# Photo storage , sharing, and editing



## Wforider (Jun 2, 2014)

Is there a popular site that handle these 3 things , storage, sharing and editing.
should editing be kept separate ?

they all sound good


----------



## IzzieK (Jun 3, 2014)

Dropbox.


----------



## The_Traveler (Jun 3, 2014)

Online editing has minimal capability and, if you accumulate the need for storage like most photographers, it is cheaper, faster and more efficient to edit, store and backup locally.


----------



## glun (Jun 3, 2014)

I can't think of any ONE site that does all these in great reputation (at least what I know of). But I know 3 separate tools that can do these 3 things wonderfully!

Storage - For online storage use Carbonite, BackBlaze or Mozy. They cost money but worth it if the photos are your business assets. For personal storage I'd get a mini drobo. I know all these sounds $ but long term you will not regret it.

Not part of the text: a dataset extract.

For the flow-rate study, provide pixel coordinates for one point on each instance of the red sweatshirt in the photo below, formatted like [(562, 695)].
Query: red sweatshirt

Editing - Use Adobe Lightroom. No questions ask it's hands down the best post-processing software to use. Aperture is great too but it has less update than Lightroom and I often wonder if Apple is going to keep the Aperture business long.

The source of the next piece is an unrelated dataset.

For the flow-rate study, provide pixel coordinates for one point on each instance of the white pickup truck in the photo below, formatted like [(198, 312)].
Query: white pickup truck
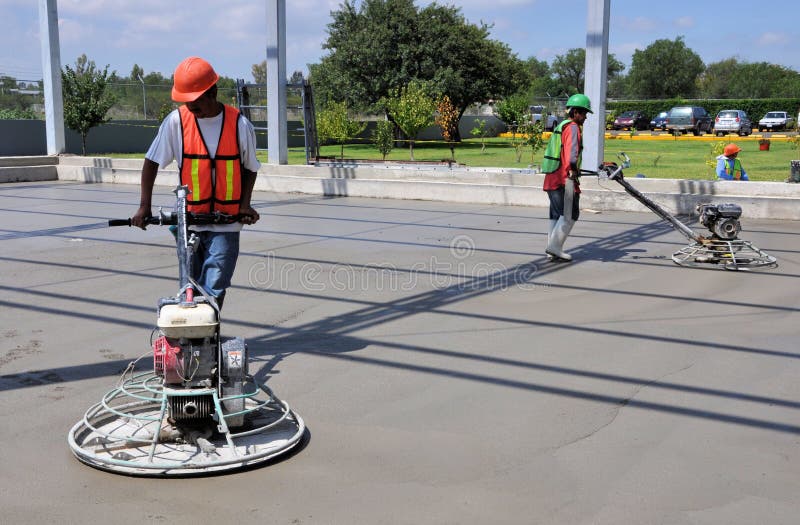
[(775, 121), (536, 114)]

Sharing - It really depends on what type of sharing you want to achieve. For photo competition go for Pixoto. For anything else dropbox does it all. Not to mention Flickr and other social media platforms.

Hope this helps!


----------



## BekahAura (Jun 15, 2014)

You can store and share and sell images (and even create a website) with Zenfolio. Not free if you want to do all these things, but they let you save your raw files there too which is something I haven't seen often... although I haven't really looked for this feature.

Smugmug is similar to Zenfolio but I'm not sure if you can save raw files or not.

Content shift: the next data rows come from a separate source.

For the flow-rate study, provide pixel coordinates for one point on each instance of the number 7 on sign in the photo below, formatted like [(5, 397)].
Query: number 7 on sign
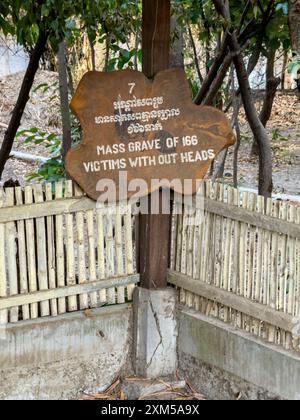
[(131, 87)]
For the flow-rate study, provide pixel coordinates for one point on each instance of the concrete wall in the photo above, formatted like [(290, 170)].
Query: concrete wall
[(60, 358), (225, 363)]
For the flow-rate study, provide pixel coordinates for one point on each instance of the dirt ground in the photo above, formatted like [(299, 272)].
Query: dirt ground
[(42, 112)]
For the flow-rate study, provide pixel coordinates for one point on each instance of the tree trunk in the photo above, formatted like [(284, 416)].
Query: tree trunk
[(284, 67), (200, 77), (259, 131), (212, 73), (22, 100), (294, 23), (64, 100), (93, 54), (272, 84), (177, 45), (217, 83)]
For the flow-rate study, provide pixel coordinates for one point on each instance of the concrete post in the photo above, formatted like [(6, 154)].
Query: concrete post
[(155, 332)]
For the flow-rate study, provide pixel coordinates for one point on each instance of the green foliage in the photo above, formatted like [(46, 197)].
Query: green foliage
[(294, 65), (53, 169)]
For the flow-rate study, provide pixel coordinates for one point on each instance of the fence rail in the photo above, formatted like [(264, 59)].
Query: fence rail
[(59, 253), (240, 262)]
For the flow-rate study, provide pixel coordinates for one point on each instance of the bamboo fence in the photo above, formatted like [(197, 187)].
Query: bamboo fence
[(238, 260), (60, 252)]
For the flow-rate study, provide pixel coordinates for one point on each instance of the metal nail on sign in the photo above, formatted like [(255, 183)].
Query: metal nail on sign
[(146, 129)]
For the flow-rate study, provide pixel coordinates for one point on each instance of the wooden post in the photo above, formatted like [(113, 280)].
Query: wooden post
[(155, 230)]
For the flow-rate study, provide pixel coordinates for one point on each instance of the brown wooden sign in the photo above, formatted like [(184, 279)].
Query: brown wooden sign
[(146, 129)]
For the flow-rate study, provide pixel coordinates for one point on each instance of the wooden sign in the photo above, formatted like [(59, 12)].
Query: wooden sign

Flickr is also good for sharing and storing, but again, if you shoot raw I'm not sure they will store your raw files.

I would not suggest editing online. Use Photoshop (or Gimp which is an open source free image editing software that I hear has the capability of Photoshop) and use Lightroom. If you are a beginner I suggest you start off with Lightroom as it's not too expensive and has a lot of power. Scott Kelby has a number of books on how to use Lightroom if you're interested.

I backup all of my files on 2 hard drives and I'm thinking of using carbonite as a backup backup in case of some natural disaster that could damage my home. You can never have too many backups!


----------



## JohnMC (Jun 19, 2014)

Filecamp.com handles our image storing, and image sharing with our customers. We can upload and preview RAW files at Filecamp.com as well. 
And everything is branded with our company logo, colors and URL. You can read more here.


----------



## D7K (Jun 19, 2014)

From experience, Use external storage and develop a workflow,

 I used cloud and then deleted my cloud storage, held only local copies whilst waiting for an external drive.. Laptop HDD died, Lost over 2.5 yrs of photographs, I was destroyed..

If you insist on cloud and don't really care too much on privacy etc - then Dropbox and numerous others can give storage, others will likely charge for something you can do yourself more effectively with your own workflow..


----------